NARRATOR: Exercise 13. Show that t equals tan of 67.5 degrees satisfies the quadratic equation t squared minus 2t minus 1 equals 0 and hence find its exact value. Using the double angle formula for tan, that is tan of 2x is equal to 2 times tan x divided by 1 minus tan squared x, we can see that tan of 135 degrees, which is 2 times 67.5 degrees, is equal to 2 times tan of 67.5 degrees divided by 1 minus tan of 67.5 degrees all squared. Substituting the fact that t equals tan of 67.5 degrees, we see that tan of 135 degrees is equal to 2t divided by 1 minus t squared.

Now, tan of 135 degrees we can evaluate using the unit circle. So 135 degrees is an angle in the second quadrant that is 45 degrees away from the x-axis. And so we can relate tan of 45 degrees with tan of 135 degrees using symmetry. And see that tan of 135 degrees is equal to negative tan of 45 degrees.

Using a "special triangle", we can see that tan of 45 degrees equals 1, so therefore tan of 135 degrees is equal to negative 1. So negative 1 equals 2t divided by 1 minus t squared which means that negative 1 minus t squared is equal to 2t or t squared minus 1 is equal to 2t so t squared minus 2t minus 1 equals 0. And so we've established that t squared minus 2t minus 1 equals 0. And so we can go on to solve this equation for t in order to determine the exact value of tan of 67.5 degrees.

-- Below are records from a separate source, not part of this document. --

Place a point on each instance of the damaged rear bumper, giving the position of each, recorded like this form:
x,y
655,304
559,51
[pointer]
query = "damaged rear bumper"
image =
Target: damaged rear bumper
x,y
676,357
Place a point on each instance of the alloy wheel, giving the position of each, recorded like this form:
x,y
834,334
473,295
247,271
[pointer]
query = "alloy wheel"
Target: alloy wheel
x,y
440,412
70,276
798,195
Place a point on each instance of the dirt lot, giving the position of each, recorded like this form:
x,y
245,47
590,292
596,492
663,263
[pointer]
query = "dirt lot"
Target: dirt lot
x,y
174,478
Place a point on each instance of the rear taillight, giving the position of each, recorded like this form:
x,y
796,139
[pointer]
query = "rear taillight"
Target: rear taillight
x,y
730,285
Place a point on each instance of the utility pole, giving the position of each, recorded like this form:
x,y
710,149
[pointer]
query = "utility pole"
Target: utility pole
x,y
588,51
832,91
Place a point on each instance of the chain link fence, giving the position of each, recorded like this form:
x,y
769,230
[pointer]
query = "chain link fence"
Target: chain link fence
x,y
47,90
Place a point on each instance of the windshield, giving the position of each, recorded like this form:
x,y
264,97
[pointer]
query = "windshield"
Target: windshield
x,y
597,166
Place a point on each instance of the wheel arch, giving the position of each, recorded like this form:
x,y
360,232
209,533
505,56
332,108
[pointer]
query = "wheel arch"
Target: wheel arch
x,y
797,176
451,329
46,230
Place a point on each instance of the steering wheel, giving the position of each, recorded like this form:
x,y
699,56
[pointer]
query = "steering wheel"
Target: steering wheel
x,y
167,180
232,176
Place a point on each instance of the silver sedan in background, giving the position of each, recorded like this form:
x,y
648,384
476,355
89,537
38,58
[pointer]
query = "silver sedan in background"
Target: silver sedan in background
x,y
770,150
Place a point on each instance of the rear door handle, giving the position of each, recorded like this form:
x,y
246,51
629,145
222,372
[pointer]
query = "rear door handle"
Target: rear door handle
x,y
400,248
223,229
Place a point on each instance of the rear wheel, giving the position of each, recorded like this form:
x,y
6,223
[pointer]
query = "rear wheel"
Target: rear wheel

So we first attempt to factorise this quadratic. Factors of negative 1 that add to negative 2. And since there are no such factors, we go to the quadratic formula. So t is equal to 2 plus or minus the square root of 4 minus 4 times 1 times negative 1 all divided by 2, which is 2 plus or minus the square root of 4 plus 4 over 2, which is 2 plus or minus the square root of 8 over 2. The square root of 8 simplifies to 2 root 2. And dividing everything through by 2, we get 1 plus or minus the square root of 2.

But t, which is tan of 67.5 degrees, must be positive, and we know this from the unit circle that tan of 67.5 degrees is going to be a positive value. So therefore tan of 67.5 degrees must be equal to 1 plus the square root of 2.